Three Powerful Yet Untapped Features of NTFS

The NTFS windows file system has introduced several features that improve the performance, stability, and reliability of file storage. Of these, three features lend themselves to advanced methods of information storage and collation. Few applications have, however, made extensive use of these features. This article introduces these features and identifies some of the potential uses each one exhibits.

This article is intended for experienced programmers.

Introduction

While working on Windows NT, Microsoft realised the huge deficiencies that existed within the old FAT file system (FS). A server utilising FAT is not able to function as reliably as is required in commercial or industrial environment.

In an effort to address these deficiencies and the ubiquitous inefficiencies of FAT, Microsoft designed the new NTFS. This new FS bolsters security, performance, and reliability, and also supplies several advanced features not supported by FAT. Native support for file encryption and compression, disk quotas, and access permissions were all included in NTFS (although some have only been added subsequent to the original design of NTFS).

An example of the improvements of NTFS over FAT is transactional file processing. In an effort to improve reliability, NTFS volumes support transactional processing by utilising a log file; this ensures that transactions are completed successfully. When a transaction is begun, an entry is first written to this log file, the transaction is committed, and the end of the transaction is written to the log. Should a system fault occur during the processing of the transaction, its end will not be reflected in the log file. The system then can perform a recovery on the volume at the next system start-up.

Hardlinks In NTFS

One of the features that is built into NTFS is the separation of the data and presentation layers. This means that data exists in one form on the disk, but when accessed through NTFS can be presented differently to the user. This is done though the use of links.

A link is very similar to the concept of a pointer as used in coding. While data exists in memory, it can be accessed via a pointer that simply stores the address of that data. Multiple pointers can be used to point to the same data. These pointers can be moved, copied, and deleted, leaving the original data intact. Moving or copying the pointers incurs a fraction of the overhead required to move or copy the data.

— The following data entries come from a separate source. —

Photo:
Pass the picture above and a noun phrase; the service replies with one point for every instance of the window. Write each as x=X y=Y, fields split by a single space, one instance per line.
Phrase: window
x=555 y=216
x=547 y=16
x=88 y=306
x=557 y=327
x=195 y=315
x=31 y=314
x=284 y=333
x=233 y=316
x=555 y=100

In the same way, because links are used to reference data on a volume, these links can be moved and copied to represent movement of the data to the user while the data remains at the same location.

The concept of a link is depicted in the following diagram:

Most Windows users are already familiar with this concept, and have utilised shortcuts. Shortcuts in Windows are called softlinks. However, a more deeply ingrained version of linking exists in NTFS. These are named hardlinks. All files in NTFS are presented through hardlinks, and so one may say that all users of Windows have, in fact, used hardlinks. Nevertheless, data is not restricted in NTFS to be simply presented through only one hardlink. It is possible for data to be presented through multiple links.

Thus, to the user two files containing the same data are presented. However, only one copy of this of data exists on the volume.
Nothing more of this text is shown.